Tredicesima edizione a Vienna. L’arcidiocesi di Vienna organizza la sua tredicesima “Lunga notte” e terrà aperti 179 edifici di culto, tra chiese e conventi, che accoglieranno i fedeli nelle zone centrali, periferiche e industriali della capitale. A Vienna le manifestazioni inizieranno con una marcia silenziosa che attraverserà tutto il centro della città per ricordare il dramma dei cristiani perseguitati nel mondo. Per riflettere sull’anniversario della Riforma luterana, l’arcivescovo di Vienna, il card. Christoph Schönborn, e il vescovo luterano Michael Bünker saranno i protagonisti di un “Late Night Talk sui 500 anni Riforma”, alle 23 presso la chiesa di San Giovanni Nepomuceno.

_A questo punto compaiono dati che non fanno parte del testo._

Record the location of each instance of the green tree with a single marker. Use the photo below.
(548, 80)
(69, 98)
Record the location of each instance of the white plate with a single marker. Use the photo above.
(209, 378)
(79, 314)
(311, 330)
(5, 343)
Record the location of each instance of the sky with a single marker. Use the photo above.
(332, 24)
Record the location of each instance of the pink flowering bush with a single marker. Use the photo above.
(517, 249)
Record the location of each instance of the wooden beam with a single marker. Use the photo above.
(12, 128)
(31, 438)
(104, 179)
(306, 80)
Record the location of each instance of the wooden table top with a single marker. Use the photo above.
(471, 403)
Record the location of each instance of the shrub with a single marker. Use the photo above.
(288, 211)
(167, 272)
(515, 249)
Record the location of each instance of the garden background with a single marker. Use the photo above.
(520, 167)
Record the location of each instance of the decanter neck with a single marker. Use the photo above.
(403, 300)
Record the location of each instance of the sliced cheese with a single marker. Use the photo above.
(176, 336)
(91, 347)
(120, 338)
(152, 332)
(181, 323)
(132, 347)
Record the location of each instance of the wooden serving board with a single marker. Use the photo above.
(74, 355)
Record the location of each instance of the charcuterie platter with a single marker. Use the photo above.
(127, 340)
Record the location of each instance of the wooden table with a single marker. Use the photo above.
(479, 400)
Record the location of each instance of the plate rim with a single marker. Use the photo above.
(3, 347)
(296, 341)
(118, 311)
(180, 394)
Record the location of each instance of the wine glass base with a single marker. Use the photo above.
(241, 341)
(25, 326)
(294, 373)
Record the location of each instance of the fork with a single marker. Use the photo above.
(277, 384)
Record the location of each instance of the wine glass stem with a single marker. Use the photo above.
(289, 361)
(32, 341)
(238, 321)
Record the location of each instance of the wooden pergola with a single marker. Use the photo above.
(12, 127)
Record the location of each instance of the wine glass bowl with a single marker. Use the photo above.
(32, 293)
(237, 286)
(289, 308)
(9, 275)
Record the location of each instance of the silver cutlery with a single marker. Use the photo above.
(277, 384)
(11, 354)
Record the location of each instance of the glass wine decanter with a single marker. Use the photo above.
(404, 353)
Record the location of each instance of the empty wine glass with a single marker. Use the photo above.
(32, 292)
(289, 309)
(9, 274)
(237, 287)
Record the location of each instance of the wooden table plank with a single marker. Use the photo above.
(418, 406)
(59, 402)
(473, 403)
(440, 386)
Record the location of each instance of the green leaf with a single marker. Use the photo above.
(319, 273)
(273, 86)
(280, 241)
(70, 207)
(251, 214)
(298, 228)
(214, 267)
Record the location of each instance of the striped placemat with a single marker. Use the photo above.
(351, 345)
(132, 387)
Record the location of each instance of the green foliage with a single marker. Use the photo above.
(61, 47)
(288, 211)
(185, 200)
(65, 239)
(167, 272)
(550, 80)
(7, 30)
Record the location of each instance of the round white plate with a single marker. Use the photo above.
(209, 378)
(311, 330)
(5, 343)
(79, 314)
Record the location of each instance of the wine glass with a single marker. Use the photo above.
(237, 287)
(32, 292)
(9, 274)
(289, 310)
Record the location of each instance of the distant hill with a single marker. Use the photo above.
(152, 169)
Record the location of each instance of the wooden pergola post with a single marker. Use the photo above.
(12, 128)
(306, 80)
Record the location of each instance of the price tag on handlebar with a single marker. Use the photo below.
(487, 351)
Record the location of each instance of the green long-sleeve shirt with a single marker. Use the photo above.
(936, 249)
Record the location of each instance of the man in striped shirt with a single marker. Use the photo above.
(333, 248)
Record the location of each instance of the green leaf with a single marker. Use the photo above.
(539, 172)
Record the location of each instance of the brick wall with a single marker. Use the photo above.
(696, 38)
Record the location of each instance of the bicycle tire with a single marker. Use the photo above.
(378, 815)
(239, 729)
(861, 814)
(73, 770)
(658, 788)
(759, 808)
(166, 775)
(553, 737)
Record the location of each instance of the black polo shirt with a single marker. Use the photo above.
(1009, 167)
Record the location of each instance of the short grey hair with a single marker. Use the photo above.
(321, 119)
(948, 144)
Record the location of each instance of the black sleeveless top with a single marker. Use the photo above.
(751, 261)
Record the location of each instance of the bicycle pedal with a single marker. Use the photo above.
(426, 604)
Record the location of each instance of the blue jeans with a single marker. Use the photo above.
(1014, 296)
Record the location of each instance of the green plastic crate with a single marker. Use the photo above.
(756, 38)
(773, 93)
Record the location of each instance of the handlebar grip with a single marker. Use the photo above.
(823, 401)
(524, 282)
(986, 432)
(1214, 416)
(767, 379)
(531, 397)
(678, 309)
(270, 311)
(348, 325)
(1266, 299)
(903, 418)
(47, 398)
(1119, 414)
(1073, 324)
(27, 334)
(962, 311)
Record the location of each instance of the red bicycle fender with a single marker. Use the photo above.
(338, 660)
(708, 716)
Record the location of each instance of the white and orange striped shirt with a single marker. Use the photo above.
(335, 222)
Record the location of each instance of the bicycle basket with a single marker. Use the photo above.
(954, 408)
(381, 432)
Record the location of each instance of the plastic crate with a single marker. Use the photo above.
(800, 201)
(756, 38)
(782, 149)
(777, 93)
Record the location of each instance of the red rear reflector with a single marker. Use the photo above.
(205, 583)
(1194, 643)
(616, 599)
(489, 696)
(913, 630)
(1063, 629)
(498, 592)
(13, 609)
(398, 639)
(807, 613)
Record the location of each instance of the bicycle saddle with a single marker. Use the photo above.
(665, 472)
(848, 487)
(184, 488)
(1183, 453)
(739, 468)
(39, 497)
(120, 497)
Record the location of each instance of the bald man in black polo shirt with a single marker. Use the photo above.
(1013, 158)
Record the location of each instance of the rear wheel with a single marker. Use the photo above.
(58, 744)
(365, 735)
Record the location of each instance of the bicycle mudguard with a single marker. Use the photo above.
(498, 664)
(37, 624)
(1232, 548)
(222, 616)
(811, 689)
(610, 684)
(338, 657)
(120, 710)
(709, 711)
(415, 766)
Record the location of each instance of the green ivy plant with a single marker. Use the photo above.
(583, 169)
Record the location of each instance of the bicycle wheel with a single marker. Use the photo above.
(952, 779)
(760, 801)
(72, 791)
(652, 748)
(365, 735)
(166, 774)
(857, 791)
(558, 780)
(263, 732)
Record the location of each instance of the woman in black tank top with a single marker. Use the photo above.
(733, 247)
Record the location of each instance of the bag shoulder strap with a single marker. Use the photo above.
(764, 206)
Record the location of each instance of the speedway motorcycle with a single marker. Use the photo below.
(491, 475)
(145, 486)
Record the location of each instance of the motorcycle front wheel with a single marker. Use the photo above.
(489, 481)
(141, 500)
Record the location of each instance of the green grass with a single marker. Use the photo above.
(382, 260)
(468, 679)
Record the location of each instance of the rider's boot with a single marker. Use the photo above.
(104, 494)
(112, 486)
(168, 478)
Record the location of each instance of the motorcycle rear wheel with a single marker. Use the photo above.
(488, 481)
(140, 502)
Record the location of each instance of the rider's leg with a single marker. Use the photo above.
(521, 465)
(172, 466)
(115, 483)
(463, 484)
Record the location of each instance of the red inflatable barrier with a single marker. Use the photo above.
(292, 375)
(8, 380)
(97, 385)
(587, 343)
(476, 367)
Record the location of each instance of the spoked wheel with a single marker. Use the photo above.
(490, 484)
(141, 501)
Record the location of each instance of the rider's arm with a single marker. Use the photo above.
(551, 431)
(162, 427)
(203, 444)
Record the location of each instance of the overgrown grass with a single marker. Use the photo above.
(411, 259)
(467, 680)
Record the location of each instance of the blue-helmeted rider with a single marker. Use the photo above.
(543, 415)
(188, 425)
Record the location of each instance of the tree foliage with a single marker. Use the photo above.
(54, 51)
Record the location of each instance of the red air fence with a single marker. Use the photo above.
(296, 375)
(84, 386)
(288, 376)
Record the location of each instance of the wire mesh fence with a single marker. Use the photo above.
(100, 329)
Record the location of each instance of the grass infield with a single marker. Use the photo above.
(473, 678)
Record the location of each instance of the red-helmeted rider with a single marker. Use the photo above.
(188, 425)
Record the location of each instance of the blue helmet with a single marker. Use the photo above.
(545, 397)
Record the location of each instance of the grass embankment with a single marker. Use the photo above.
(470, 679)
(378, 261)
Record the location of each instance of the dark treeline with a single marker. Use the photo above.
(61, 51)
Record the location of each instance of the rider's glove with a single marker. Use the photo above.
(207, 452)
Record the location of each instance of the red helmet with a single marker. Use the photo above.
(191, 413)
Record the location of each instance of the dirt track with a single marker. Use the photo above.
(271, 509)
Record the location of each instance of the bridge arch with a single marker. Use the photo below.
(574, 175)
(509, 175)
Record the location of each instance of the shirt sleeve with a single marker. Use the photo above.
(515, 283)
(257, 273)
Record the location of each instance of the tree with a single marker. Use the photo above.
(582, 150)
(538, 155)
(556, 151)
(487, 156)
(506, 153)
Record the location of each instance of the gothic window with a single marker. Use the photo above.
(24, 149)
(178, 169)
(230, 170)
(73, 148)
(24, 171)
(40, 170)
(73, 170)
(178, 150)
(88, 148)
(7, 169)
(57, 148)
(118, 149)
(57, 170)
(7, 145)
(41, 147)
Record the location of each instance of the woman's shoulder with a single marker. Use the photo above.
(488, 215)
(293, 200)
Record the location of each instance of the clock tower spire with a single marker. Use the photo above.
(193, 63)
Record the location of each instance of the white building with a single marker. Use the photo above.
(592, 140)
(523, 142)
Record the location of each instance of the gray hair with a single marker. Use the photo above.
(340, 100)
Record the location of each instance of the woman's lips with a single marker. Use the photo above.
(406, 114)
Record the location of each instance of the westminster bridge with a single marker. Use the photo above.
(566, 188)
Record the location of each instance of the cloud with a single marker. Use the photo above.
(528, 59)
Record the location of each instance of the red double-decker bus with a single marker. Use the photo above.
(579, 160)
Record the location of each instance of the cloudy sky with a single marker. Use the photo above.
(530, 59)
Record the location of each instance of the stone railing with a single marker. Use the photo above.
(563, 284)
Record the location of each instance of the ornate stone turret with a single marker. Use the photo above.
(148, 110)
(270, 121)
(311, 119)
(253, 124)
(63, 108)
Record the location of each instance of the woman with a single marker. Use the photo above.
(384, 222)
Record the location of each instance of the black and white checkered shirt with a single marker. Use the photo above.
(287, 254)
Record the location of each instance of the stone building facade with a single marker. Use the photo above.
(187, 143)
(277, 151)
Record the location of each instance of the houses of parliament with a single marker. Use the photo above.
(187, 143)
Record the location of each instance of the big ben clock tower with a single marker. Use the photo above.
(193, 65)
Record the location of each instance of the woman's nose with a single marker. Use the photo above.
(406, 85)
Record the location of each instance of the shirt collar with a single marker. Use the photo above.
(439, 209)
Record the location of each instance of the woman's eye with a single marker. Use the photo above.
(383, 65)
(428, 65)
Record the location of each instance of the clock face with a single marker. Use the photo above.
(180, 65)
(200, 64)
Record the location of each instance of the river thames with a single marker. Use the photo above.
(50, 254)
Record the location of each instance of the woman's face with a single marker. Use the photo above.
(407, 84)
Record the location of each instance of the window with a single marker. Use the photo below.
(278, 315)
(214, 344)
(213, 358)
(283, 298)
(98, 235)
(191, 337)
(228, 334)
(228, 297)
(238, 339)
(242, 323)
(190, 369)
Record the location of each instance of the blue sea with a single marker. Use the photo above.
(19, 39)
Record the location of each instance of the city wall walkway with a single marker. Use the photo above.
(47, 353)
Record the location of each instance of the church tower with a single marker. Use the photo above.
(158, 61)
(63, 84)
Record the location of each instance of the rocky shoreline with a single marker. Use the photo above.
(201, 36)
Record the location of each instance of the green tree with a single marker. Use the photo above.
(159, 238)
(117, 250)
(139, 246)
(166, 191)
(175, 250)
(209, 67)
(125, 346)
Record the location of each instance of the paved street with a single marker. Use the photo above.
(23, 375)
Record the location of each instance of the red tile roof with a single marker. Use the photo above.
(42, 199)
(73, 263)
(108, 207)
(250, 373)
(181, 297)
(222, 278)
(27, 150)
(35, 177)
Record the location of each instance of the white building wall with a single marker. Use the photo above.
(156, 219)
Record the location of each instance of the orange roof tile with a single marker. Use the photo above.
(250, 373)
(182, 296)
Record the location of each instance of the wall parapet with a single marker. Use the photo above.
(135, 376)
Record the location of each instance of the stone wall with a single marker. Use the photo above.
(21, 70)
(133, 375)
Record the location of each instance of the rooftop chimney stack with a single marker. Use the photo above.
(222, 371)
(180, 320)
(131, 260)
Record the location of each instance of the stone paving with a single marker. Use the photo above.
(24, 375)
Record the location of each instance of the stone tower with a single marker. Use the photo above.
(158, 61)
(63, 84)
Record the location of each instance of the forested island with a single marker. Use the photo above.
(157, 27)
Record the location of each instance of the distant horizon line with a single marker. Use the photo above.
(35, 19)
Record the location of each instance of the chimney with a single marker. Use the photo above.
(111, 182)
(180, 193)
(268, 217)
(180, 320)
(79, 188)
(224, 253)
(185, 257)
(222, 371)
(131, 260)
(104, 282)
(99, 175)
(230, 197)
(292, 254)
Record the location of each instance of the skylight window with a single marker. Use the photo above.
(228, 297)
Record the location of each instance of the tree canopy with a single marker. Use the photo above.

“Pausa di riflessione per la fede”. Il vicario episcopale, mons. Dariusz Schutzki, durante la conferenza stampa di presentazione degli appuntamenti viennesi – ben 965 – ha parlato del carattere dell’ospitalità e dell’ecumenismo:
“Tutta la gente ritorna, perché le chiese aperte propongono una calda accoglienza”,
ha detto il vicario, il quale, sottolineando le celebrazioni per l’anniversario del cinquecentenario della Riforma protestante, ha considerato che “a noi propone una pausa di riflessione per la fede e il mondo sociale, un’alba del moderno”. Per Schutzki è importante ricordare che “per le questioni della fede si è combattuto, perché erano molto significative, ma si sono miscelate tensioni politiche e persecuzioni; ma ora la guerra si è conclusa”. Al giorno d’oggi, per il vicario ci si deve porre la domanda su “come le diverse fedi e credenze possano trovare un accordo con la società”, anche perché la fede per molte persone è divenuta una questione privata: “Bisogna chiedersi come si può gestire la religione e fare in modo che essa sia in rapporto con la società e come i valori sono rappresentati nelle chiese”. Secondo Schutzki la “Lunga notte delle chiese” è una “ottima occasione per offrire l’opportunità” di presentare “chiese che abbiano una sola voce” in ambito sociale e culturale.
Il messaggio del presidente federale. Un segnale importante della rilevanza sociale della “Lunga notte delle Chiese” traspare dalle parole di saluto per questa edizione, del presidente della repubblica federale d’Austria, Alexander Van der Bellen: “Caro visitatore, fermati, guarda, pensa, medita, incontra, conosci: in queste parole e nei concetti simili c’è l’invito delle chiese in Austria per una coesistenza pacifica e ricca di esperienze”. Per Van der Bellen la Lunga notte delle chiese “suona come un contro-programma per la nostra vita frenetica, veloce, senza fiato per il breve tempo, e molte persone hanno desiderio di tali opportunità”.